Ab 1923 war Bezirksapostel Martin Lax für die Gemeinden Berlins zuständig und ihm gefiel die eingangs beschriebene unterschiedliche Singweise der Chöre nicht. Es war sein Wunsch, die Dirigenten zu schulen, um eine etwa gleiche Auslegung und somit einheitliche Vortragsweise der Lieder zu gewährleisten. Er berief im Februar und am 21. März 1924 je eine Dirigentenversammlung ein und prägte dabei den Begriff "Schulchor". Der sollte sich aus begabten Sängerinnen und Sänger zusammensetzten, deren Zahl je nach Größe der Gemeinden bzw. der Chöre prozentual festgelegt wurde. Der 1924 erblindete Diakon Max Hölting aus der Gemeinde Berlin- Südost wurde vom Bezirksapostel zum Hauptdirigenten aller Berliner Chöre eingesetzt und damit auch zum Leiter des neugegründeten Berliner Schulchores. An der ersten Übungsstunde nahmen rund 500 Sänger(innen) teil. Bezirksapostel Lax erläuterte ihnen den Zweck des Zusammenseins und stellte ihnen den Schulchordirigenten vor.
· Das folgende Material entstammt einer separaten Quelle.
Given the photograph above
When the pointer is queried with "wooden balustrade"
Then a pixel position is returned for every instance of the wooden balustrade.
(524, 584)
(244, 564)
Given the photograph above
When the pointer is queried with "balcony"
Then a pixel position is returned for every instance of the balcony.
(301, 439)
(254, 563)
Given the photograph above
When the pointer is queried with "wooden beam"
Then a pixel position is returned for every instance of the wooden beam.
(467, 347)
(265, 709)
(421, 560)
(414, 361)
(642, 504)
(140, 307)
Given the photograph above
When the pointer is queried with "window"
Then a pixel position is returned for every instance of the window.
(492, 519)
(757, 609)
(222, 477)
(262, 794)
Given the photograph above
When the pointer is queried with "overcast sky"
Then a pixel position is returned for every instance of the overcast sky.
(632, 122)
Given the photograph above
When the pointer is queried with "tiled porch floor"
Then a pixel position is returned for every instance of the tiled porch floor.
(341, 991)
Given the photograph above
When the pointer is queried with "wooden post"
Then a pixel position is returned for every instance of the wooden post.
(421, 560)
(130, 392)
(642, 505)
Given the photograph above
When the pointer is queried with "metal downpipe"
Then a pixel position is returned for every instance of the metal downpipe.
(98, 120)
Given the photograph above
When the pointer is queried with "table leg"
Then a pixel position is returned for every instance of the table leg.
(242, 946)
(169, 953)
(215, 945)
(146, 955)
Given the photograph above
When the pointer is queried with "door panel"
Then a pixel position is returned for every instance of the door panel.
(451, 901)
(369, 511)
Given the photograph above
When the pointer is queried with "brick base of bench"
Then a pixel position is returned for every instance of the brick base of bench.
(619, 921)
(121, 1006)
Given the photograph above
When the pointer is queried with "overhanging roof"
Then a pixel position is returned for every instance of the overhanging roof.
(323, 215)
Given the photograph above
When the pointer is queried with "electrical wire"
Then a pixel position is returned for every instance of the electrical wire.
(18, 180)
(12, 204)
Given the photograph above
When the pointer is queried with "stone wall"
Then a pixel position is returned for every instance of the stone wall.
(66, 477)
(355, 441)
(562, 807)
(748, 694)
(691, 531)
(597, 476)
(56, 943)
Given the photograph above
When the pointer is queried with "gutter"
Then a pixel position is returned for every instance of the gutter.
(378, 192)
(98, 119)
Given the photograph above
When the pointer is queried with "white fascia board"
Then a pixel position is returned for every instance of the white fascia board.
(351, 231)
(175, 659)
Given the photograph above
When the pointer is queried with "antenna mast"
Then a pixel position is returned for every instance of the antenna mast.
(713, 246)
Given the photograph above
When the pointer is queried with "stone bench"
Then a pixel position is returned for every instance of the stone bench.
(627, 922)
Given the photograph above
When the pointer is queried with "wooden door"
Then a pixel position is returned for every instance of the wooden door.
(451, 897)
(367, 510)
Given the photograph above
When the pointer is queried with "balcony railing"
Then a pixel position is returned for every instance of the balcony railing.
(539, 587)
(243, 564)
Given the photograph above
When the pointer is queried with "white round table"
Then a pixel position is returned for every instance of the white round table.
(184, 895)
Entsprechend den damaligen Ältestenbezirken setzte er weitere fünf Bezirksdirigenten zur Unterstützung von Bruder Hölting ein. Das erste vom Schulchor eingeübte Lied war: "O, komm mit mir, ich will dich leise führen in eines holden Gartens Zauberland" (GB 197; neues GB Nr.: 111).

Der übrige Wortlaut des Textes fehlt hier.